A LOCAL-GLOBAL GENE COMPARISON FOR ORTHOLOG DETECTION IN TWO CLOSELY RELATED EUKARYOTES SPECIES
Keywords:
Ortholog Detection Algorithms, Similarity Measures, Bipartite Graph PartitioningAbstract
Ortholog detection has included the comparison of different gene features to build a phylogenetic tree or the initial genome
correspondence graph. Many pre-processing procedures have been applied to prune graph structures before the clustering of
potential orthologs. Then, some post-processing improvements have contributed in (>90%) of precision. Although, some algorithms yield high levels of precision, it is still the main target for comparative genomics community. In this paper, we present an ortholog detection algorithm which combines sequence homology, length and global genomes rearrangements into a novel local-global gene dissimilarity measure for the comparison of two closely related eukaryotes species. We use Locally Collinear Blocks reported by the “Multiple Alignment of Conserved Genomic Sequence with Rearrangements” software (MAUVE) to take into account global genome rearrangements.
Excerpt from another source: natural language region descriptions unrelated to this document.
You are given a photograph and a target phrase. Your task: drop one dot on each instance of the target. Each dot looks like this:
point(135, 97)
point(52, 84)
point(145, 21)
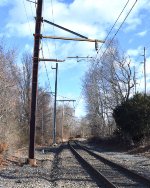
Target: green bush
point(133, 117)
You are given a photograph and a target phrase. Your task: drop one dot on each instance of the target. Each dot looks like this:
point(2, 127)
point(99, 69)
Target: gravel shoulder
point(57, 167)
point(139, 162)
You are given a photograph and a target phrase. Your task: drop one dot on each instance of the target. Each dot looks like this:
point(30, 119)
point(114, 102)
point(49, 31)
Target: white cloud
point(135, 52)
point(142, 33)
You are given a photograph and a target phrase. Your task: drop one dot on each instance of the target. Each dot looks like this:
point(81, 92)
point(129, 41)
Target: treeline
point(15, 99)
point(109, 87)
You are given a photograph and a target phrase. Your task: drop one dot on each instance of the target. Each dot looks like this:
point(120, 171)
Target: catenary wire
point(118, 29)
point(114, 25)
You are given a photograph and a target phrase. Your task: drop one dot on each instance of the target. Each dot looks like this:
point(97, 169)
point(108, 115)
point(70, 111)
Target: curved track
point(106, 171)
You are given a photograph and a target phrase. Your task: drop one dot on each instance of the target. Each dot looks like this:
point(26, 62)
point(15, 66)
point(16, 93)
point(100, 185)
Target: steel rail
point(113, 164)
point(92, 169)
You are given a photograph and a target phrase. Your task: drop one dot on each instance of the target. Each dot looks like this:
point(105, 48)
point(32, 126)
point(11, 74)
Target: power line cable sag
point(118, 29)
point(114, 25)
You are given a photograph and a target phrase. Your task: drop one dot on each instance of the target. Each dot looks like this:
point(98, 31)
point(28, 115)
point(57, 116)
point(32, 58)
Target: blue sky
point(91, 18)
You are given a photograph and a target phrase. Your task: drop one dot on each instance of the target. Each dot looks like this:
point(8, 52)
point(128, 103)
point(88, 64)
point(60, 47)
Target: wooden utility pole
point(54, 123)
point(62, 125)
point(37, 37)
point(144, 70)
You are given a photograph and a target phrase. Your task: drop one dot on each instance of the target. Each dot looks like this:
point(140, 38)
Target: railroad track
point(107, 173)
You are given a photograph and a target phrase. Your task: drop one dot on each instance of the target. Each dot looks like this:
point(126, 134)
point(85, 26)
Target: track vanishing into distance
point(105, 172)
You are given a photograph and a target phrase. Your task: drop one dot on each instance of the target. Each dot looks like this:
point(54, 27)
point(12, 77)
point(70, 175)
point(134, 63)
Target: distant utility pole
point(37, 37)
point(144, 62)
point(134, 81)
point(54, 123)
point(62, 125)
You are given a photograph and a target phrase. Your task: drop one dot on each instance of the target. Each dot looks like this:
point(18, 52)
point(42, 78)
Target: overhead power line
point(114, 23)
point(119, 28)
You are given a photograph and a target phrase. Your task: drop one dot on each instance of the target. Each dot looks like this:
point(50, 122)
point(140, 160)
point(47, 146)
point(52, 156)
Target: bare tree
point(107, 83)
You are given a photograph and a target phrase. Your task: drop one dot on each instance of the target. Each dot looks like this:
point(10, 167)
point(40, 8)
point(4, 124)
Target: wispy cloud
point(142, 33)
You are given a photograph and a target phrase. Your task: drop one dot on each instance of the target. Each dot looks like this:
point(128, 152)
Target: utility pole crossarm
point(66, 100)
point(75, 39)
point(34, 81)
point(52, 60)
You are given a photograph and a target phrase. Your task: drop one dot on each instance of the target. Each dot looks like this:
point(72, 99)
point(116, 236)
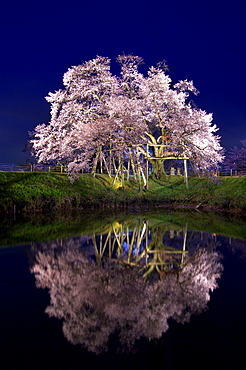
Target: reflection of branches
point(96, 296)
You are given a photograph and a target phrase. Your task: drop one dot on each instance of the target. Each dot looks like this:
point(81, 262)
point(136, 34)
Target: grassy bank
point(34, 192)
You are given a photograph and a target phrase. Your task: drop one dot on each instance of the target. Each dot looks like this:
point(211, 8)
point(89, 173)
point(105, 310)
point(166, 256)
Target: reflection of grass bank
point(35, 192)
point(38, 227)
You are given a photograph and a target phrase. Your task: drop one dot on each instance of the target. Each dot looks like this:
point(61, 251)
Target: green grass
point(34, 192)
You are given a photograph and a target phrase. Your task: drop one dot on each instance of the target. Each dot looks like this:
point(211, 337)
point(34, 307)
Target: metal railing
point(32, 167)
point(59, 168)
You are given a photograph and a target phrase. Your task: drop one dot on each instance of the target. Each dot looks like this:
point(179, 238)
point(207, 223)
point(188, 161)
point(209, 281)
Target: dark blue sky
point(201, 40)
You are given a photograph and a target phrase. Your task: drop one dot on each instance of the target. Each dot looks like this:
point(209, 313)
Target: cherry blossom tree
point(102, 117)
point(97, 292)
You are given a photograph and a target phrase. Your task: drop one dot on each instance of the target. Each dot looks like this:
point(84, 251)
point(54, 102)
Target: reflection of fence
point(31, 167)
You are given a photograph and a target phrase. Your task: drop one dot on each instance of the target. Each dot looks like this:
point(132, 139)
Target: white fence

We build a weighted undirected complete bipartite graph representing the comparison of the two genomes with the global gene dissimilarity measure. The pre-processing step eliminates all edges with weight over 20% of the minimum weight. Next, we resolve ambiguities by keeping matches within synteny blocks. Finally, in the clustering process we search for Best Unambiguous Subsets representing homology groups and pairs of orthologs. We present an experiment with S. Cerevisiae and S. Bayanus with 98.45% of true classifications.